Scott set his love letter to New York in Brooklyn’s Transit Museum, with giant Moschino Metro passes as invitations. Guests were given a car and a seat number within the Downtown institution housing artefacts of commuter systems, and they buckled in for a show that was one heck of a ride. As usual, the venue and its trappings were chosen to compliment Scott’s showmanship – “fashion has to be fun,” he told Vogue backstage, “otherwise it’s silly” – but the location is also two miles from Pratt University, where he studied. While former Moschino collections have seen the creative director play on the culture of his Los Angeles home, the pre-fall 2020 womenswear and autumn/winter 2020 menswear lines offered insight into the place that shaped his signature high-octane glamour. “In LA, people use their cars [as status symbols], but in New York it’s just you,” he explained of the attitude that’s inherent in city dwellers. “It’s like, ‘This is what I am, this is how much money I make.’”

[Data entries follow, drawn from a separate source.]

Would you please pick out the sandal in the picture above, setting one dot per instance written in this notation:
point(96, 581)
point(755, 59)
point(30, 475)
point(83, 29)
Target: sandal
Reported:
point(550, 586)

Jeremy Scott’s ode to New York is the stuff of teen dreams

From Madison Avenue tweed and Financial District flannels to Williamsburg denim, it felt like no corner was left untouched in Scott’s referential romp around NYC. The maximalist mixing of tropes was emblematic of the designer’s personal style renaissance when he moved there from Kansas City, and was encouraged to embrace his style for the first time: “I put on a different fashion show each day,” he recalls. “I was constantly expressing myself on me, I didn’t have [Moschino] as an outlet.”

No sleep till Brooklyn

“I wanted to offer a little bit of everything,” Scott summed up his latest work. “A round-the-clock set of ensembles for city girls and guys who aren’t afraid to go from the ballroom to the back room, then watch the sun come up over the East River.” What will Moschino revellers be wearing during these all-nighters? Slinky silver eveningwear dripping with embellishment. The only thing louder than the beadwork brushing past front row passengers? The clanging of the gigantic gold jewellery, from the XL watches to the stacked chains that would rival any rapper’s collection. The finishing touch to the flashy gowns were temporary neck tattoos courtesy of celebrity inker JonBoy. It was the ultimate cherry on top of the high versus low, uptown versus downtown aesthetic at the core of the edit.

1990s Harlem street style is reborn

Scott flipped Harlem’s legendary hip-hop fashion on its head with vibrant windbreakers, ginormous, cocoon-like puffer jackets, loud shell suits, boombox briefcase-cum-bags and oversized, jaunty caps. In case you’re not a hat person, the headwear was also realised in handbag form. Why not wear both? For the models striding down Scott’s subway-runway – and the dance troupe who closed the show – the mood was more, more, more.

Got a light?

Accessories were always going to be a highlight from the man who has served up TV-dinner handbags, hairspray-can clutches and champagne-bottle purses. Next season, Moschino’s cult fanbase will be barging through crowds in meme-worthy backpacks and toting Bic-lighter evening bags. So capacious are the latter look-at-me pochettes, that they can house a whole carton of cigarettes, never mind a mere pack of 20. Does the word “lit” spring to mind?